THE LONELY SEA by John Watts
“They cannot scare me with their empty spaces
Between stars–on stars where no human race is.
I have it in me so much nearer home
To scare myself with my own desert places.”
Robert Frost from poem “Desert Places”
“And I remember that we who move are moved by clouds that darken midnight.”
Delmore Schwartz from poem “At This Moment In Time”
I recall my first big post college trip to Ocean City, Maryland. Impossible expectations, replete with lots of desperate youth comingling on a mission to gloriously party after the school year, as many had graduated and saw it as a culmination to a precious era that would never come again.
And try as I might to adjust and savor every moment of liberation and youthful self-actualization on this trip—I was feeling mighty green around the gills and a bit displaced after just a few days with all the parties and combinations of high school peers to hang out with. Instead of staying locked on to the euphoria of an endless summer, I was already feeling the full stale effects of waking up to a post, all night party morning with nothing but a cotton mouth and the sight of endless cigarette butts floating in half drank beer from red solo cups.
And I remember as clear as day, the first time I had the chance to be alone and drive in my car late at night in Ocean City—feeling on my own without any allies or social cliques of friends driving madly to some rumored parties.
I had overloading my system and relished the chance to flee somewhere on my own.
So I had cruised BLOCK by BLOCK doing the adding and subtracting street math that big beach resort towns are known for. Between the boardwalk and the bayside of Ocean City I past all the enticing BEACH RESORT signs promising impossibly detailed accounts of attractive offers:
“Open 24 Hours!” “Lit pool with your free continental breakfast!”
“Home of the Original Bacon Waffle!” “Free high speed internet” “Free Para sailing done here with the purchase of one steak dinner!” “Forget about everything you knew about waffles!” “Come enjoy this vacation in your beach paradise!” ‘Best rates guaranteed!” “Best concert t-shirts in North America!” “Speed world Go Karts!” “Play 2 rounds of Mini Golf and get the 3rd round free!”
Then I noticed the darker flip side of the Beach Resort capitalist dream: “NO PARKING” “WE TOW FASTER THAN ANYONE!”
“LOITERERS WILL BE ARRESTED”
“NO THROWING TRASH IN OUR DUMPSTERS! “VIOLATORS WILL BE PROSECUTED!”
“Ah, yes,” I thought to myself, “every square foot of beach resort property is hotly contested during the summer season.”
So on and on I floated cautiously in the slow lane by myself—with my senses overloaded by one great billboard offer and “can’t miss” amenities sign after another. And the beach resort blocks kept unwinding by the numbers. I can’t remember if I was going UP or DOWN in the sequence now but I will guess down. I went past 31st street then 30th street then 29th street then 28th street—yadda yadda—each block revealing a similar small parking area and boardwalk access staircase–until I came to the point where there WAS only the starting point—lonely Number 1.

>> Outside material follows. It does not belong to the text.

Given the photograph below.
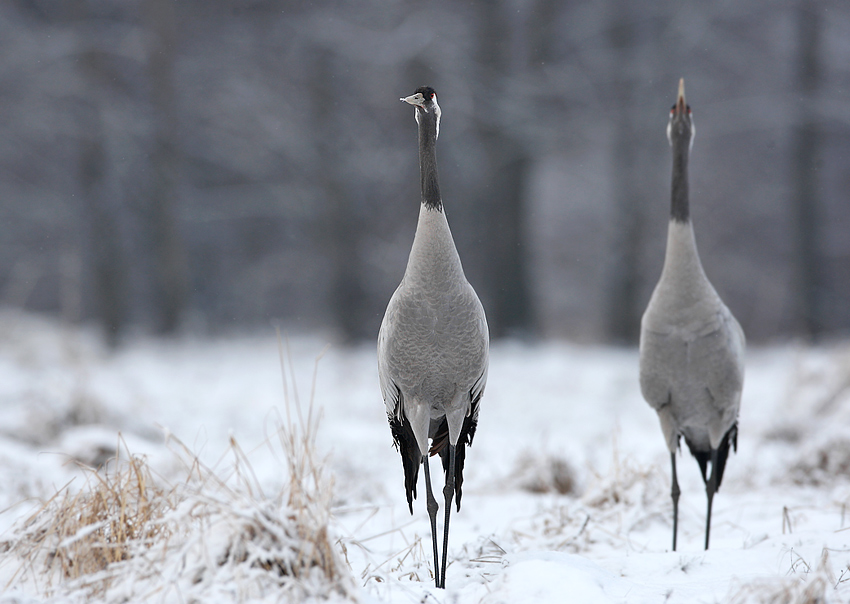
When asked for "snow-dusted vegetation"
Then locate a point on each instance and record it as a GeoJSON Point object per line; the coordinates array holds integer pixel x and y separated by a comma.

It was the kind of street mathematics remembered best by sore and tired adolescent bare feet worn out after walking from one end of the number system to the other.
And then something shocking happened. The flashing neon signs and the huge overhead flood lights of the resort city came to a screeching halt.
And there I was, engulfed in the inky blackness with my car forcing me forward on an alien causeway between the bay and the ocean.
No more commercialism and no more 30 story hotel buildings. Just me and my car with the sound of surf crashing in the darkness.
I was much too impressionable as an 18 year old for this kind of exposure to the elements. “Where were the t-shirt shops?” “Where was the loud rock music?”
This was the ocean I never thought about during all the sun tanning and trying to keep up to speed with all those agonizing peer gatherings meant to pass the time on the mid-day beaches.
This was the impassive ocean that waited out all the fashion. This too was the night time ocean that might conceivably swallow up my entire identity while driving alone if I didn’t concentrate better.
I just remember shuddering and gripping the wheel very hard as I drove.
It was a spiritual contrast that I never forgot. This wild, lonely face of the ocean that scared me out on that narrow causeway was completely impassive and reckless and seemingly unconcerned about my overall welfare. It also served to shake me out of my petty, fashionable time schedule.
And so it remains. The nighttime ocean, when undiluted and in its purest form, like the western sky constellations, continues to astound and confound us our entire lives by its inscrutable, compelling and primordial power. Words do it laughably little justice. It may at first cause us to flee back to the parties and the hotel service and the all night donut stores—but if we are wise, we shall remember such awakenings and journey back again when we are in less demand—past all the distracting lights and all their false promises—to gape once more at the lonely sea—until we start to see it as a true and constant friend offering comfort and solace.
No amusement park could ever fill up our senses like looking and listening and tasting and touching the wide open ocean!